Along the rue de Trévise in Paris’ 9th arrondisement, you’ll find a nondescript set of arched ironwork doors announcing your arrival at the YMCA (or, to go by the French version, UCJG Union Chrétienne des Jeunes Gens). But few passersby would guess that behind the recessed entryway is the world’s oldest original basketball court.
This grande dame of hoops courts hosted Europe’s first basketball game 125 years ago today, and remains an enduring symbol of both the game’s globalization and the Franco-American relationship., as I’ve written elsewhere And yes, the basketball book I’m working on takes this starting point, an early instigator of #hoopsdiplomacy, as a foundational step in how and why France became one of the largest all-time suppliers of international players to the NBA.

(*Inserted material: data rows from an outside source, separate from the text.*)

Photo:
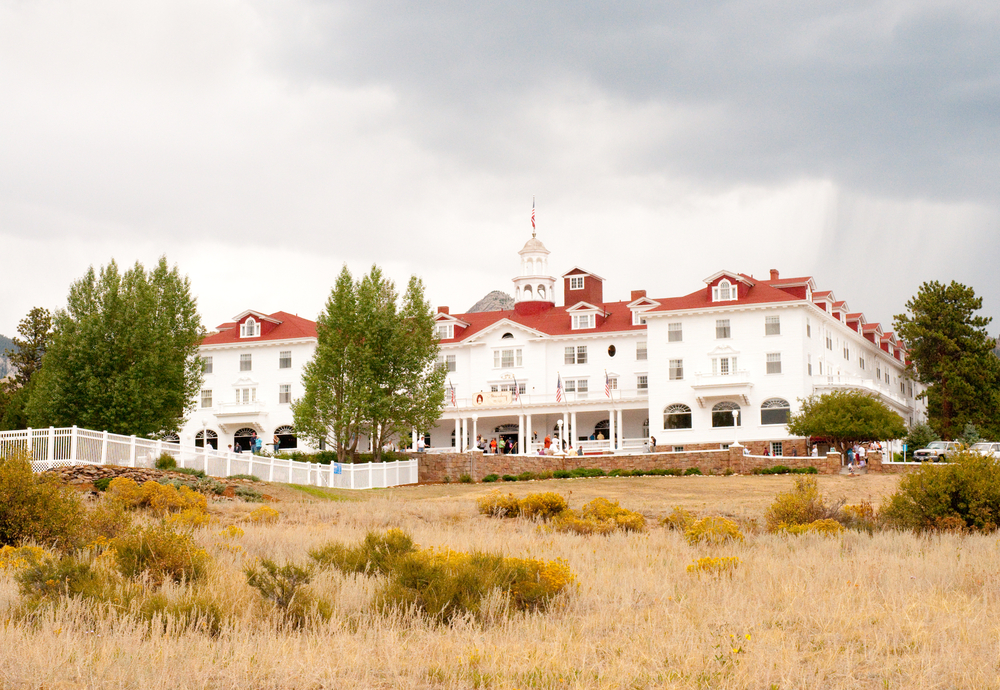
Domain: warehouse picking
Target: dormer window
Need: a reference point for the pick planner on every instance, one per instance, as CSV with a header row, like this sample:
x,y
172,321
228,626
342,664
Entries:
x,y
250,328
724,291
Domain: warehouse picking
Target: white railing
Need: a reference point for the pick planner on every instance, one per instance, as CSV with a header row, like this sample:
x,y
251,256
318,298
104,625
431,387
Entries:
x,y
56,447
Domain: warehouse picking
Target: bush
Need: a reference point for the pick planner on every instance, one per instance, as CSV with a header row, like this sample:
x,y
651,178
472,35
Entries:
x,y
37,508
264,515
963,494
800,506
724,565
160,553
166,462
713,531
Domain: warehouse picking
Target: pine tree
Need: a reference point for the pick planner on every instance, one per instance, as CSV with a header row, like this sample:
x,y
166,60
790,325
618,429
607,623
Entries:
x,y
951,351
123,355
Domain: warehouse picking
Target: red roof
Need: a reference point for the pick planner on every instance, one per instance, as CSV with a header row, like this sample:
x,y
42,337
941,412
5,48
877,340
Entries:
x,y
289,328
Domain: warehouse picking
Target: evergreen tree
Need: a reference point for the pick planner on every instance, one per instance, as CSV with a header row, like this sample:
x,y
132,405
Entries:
x,y
373,372
846,417
123,355
951,352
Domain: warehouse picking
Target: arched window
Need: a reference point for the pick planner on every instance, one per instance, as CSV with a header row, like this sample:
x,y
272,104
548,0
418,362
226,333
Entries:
x,y
213,439
286,438
722,415
677,416
774,411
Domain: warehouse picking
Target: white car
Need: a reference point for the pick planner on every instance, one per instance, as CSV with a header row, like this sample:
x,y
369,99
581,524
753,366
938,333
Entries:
x,y
986,448
937,451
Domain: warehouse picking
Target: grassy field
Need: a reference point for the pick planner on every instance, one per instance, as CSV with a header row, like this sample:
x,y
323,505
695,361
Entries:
x,y
892,610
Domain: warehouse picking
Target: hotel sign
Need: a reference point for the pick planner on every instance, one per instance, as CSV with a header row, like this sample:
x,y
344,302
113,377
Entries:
x,y
492,398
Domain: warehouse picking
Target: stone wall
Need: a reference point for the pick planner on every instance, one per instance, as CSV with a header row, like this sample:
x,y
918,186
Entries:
x,y
435,467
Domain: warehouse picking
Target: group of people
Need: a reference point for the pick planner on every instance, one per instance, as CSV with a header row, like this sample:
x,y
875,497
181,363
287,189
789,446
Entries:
x,y
256,444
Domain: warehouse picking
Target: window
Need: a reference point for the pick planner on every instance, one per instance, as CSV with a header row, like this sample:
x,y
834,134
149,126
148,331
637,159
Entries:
x,y
723,366
677,416
722,415
675,333
774,362
575,355
505,359
724,291
249,328
774,411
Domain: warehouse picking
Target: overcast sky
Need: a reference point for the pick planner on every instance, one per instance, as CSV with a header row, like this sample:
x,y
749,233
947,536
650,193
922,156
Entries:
x,y
261,145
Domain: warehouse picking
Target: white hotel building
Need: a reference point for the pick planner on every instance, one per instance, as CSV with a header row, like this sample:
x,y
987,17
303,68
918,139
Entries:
x,y
729,361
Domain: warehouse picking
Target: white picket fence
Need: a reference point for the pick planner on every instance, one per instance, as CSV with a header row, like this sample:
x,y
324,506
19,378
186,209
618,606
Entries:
x,y
56,447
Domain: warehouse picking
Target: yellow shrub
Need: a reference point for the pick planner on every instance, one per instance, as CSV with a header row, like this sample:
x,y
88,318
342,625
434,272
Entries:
x,y
713,530
680,519
724,565
15,558
264,515
825,527
496,504
190,517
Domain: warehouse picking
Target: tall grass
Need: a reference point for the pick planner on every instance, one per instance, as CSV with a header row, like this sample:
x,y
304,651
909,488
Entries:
x,y
853,611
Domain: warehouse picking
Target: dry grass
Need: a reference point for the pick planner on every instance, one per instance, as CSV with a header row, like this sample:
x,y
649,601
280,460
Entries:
x,y
893,610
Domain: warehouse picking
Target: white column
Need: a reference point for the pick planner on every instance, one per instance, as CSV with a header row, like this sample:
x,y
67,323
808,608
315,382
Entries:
x,y
621,432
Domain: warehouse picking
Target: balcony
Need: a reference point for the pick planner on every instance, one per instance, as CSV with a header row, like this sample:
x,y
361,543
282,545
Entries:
x,y
734,385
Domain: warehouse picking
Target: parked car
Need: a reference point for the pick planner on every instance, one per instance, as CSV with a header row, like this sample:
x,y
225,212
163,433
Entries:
x,y
937,451
986,448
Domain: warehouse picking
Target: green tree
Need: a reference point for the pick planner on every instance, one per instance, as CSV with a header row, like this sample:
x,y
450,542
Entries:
x,y
123,354
846,417
951,352
373,371
26,359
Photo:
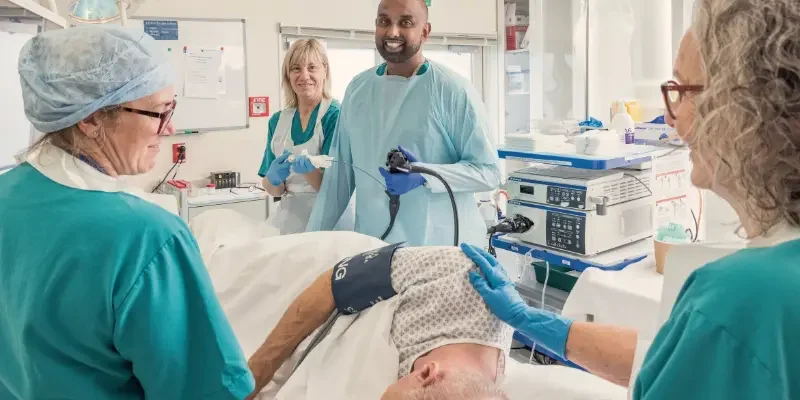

Construction on the building began in 1892 utilizing the designs of architect Emile Bénard, a disciple of Gustave Eiffel, and was completed the following year. The structure’s basketball court was an exact replica of the game’s original terrain in Springfield, Massachusetts, constructed with wood imported directly from North America.
Once the court was in place, Melvin Rideout, one of James Naismith’s original basketball players who was sent to Paris by the YMCA to oversee the new foyer, provided instructions on how to play the new game. On December 27, 1893, the first hoops game was played, a competition that attracted an illustrious crowd that included Pierre de Coubertin.
Even Naismith himself likely played or watched hoops games on this court. The father of basketball traveled to France in 1917 to help organize YMCA leisure foyers and volunteer work with the Allied troops—restrictions on movement prohibited his travel to the Central Powers. Based out of Paris for 19 months, it’s hard to believe that Naismith wouldn’t have spent time at the rue de Trévise court (though I have yet to find detailed documentation of this).
In 2016, I had the privilege of visiting the rue de Trévise court, before it gained a modicum of U.S. fame through Andrew Keh’s excellent New York Times Magazine article, and it’s a compelling place. The wood slats, the metal bars, the spectator gallery from above—even the air had a certain je ne sais quoi scent that lent awe and age to the place. French speakers can read more about this special structure via the Paris YMCA-UCJG site here.
The court is open to the general public during the annual Journées du Patrimoine in September and should you find yourself in Paris, well worth your while.